- Hangul: 이시애
- Hanja: 李施愛
- RR: I Siae
- MR: I Siae

= Yi Siae =

Korean rebel leader (fl. 15th century)

Yi Siae (? – August 12, 1467) was a Korean Joseon Dynasty politician and soldier who led a rebellion against King Sejo for his centralization policy in the northern provinces.

==Background==
Yi Siae was from a local noble family from Kilju. His clan lived in several towns in Hamgil Province (later renamed as Hamgyong Province). He first served as Heungjin's military commander in 1458, deputy commander in 1461, and magistrate of Hoeryong city in 1463. In the early Joseon Dynasty, the royal court used the province as a policy of conciliation with the Jurchens. Hamgil Province was the home province of King Taejo of Joseon, the founder of the Joseon Dynasty. Taejo established this area as his base of power, subjugating the Jurchen tribes and increasing his strength. During Sejong's era, the river area expanded up to the Tuman River, and the people of Samnam-ni, Gangwon moved to make Hamgil Province a province. However, in a situation where they always had to face off against the Jurchen raids, it was necessary to make enormous human and material sacrifices to defend Hamgildo, which put a tremendous burden on the people of Hamgil province. After the founding of the Joseon Dynasty, to effectively rule and protect Hamgil province and give preference to the birthplace of the royal family, the local nobles were appointed as the local officials.
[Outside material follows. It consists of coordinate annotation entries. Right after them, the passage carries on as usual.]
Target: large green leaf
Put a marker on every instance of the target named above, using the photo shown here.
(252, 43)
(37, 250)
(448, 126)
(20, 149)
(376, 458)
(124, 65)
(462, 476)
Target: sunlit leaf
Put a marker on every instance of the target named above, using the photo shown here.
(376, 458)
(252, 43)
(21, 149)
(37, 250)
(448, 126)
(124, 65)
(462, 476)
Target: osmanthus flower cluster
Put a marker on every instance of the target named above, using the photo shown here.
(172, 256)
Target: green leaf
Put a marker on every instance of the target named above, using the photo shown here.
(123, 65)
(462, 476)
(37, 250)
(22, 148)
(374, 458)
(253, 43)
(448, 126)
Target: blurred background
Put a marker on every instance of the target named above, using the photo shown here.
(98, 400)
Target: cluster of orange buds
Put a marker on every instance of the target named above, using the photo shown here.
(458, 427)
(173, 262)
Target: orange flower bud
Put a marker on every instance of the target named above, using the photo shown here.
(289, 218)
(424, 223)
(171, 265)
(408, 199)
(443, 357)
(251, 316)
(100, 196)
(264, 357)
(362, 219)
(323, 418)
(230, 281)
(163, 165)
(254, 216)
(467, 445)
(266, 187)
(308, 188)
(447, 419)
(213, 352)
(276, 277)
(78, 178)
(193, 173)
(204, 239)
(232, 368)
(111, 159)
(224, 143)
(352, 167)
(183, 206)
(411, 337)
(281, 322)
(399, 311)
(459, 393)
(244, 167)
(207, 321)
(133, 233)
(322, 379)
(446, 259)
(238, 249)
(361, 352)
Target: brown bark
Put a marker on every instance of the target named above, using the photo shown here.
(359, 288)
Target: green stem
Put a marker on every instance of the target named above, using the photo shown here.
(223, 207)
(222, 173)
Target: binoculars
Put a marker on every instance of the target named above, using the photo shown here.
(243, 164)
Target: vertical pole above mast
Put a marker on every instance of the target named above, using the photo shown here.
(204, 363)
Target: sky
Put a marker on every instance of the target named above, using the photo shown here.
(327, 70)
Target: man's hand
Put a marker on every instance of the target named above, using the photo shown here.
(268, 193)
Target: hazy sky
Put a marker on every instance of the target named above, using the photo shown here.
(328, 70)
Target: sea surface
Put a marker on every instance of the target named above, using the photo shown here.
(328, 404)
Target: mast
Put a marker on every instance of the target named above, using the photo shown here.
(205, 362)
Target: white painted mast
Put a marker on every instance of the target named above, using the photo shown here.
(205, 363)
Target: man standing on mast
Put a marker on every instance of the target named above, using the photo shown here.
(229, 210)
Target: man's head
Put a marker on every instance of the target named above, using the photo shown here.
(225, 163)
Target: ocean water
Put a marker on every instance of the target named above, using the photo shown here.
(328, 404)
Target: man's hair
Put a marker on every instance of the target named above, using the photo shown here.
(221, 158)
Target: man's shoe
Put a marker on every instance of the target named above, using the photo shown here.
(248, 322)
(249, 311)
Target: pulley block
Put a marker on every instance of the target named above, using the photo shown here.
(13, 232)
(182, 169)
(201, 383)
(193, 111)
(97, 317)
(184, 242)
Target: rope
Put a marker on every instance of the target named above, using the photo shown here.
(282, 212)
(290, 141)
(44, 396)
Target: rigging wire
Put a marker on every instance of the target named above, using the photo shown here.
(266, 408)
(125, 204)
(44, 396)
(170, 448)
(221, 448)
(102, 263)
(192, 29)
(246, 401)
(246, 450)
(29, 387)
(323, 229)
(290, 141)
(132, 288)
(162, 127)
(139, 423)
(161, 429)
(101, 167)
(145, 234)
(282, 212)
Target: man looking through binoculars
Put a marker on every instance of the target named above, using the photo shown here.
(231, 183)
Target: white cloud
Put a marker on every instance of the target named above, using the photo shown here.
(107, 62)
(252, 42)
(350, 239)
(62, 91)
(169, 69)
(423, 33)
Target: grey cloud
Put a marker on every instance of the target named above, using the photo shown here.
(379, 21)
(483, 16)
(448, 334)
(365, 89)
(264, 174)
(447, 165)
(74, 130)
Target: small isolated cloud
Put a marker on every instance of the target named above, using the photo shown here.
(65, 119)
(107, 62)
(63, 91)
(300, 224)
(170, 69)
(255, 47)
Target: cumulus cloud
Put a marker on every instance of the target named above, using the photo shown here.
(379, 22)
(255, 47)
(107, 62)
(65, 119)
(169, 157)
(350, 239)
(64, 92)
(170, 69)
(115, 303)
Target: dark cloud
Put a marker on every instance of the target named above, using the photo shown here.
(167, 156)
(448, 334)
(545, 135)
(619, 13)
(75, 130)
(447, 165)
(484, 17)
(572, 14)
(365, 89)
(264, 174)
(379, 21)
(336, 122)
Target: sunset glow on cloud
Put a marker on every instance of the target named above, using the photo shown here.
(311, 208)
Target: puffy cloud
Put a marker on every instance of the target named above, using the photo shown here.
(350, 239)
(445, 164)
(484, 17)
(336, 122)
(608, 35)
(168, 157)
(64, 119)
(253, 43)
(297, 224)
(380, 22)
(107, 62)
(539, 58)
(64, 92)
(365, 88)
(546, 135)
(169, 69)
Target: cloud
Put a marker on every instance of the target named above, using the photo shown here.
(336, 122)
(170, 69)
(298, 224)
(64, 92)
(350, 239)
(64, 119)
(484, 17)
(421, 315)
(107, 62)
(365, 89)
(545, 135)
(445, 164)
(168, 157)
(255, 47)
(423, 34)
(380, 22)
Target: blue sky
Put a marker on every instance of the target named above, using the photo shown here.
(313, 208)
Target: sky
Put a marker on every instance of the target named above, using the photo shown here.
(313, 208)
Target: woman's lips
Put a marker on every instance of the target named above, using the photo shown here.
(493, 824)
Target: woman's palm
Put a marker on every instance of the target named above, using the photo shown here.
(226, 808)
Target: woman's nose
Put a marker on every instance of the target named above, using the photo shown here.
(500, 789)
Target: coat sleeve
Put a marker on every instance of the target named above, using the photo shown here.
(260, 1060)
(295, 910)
However, after King Sejo came to power, he strengthened the centralization policy to gradually reduce the number of officials from the north and dispatched officials from the south to govern the province, which made Yi and the northerners feel uneasy about his rule. Sejo also passed the Hopae System to regulate the movement of Joseon's subjects further. The nobles in the northern regions feared that they would lose control of the commoners, causing dissatisfaction among the northerners. Moreover, officials sent from the central government harassed the people with projects such as fortifications.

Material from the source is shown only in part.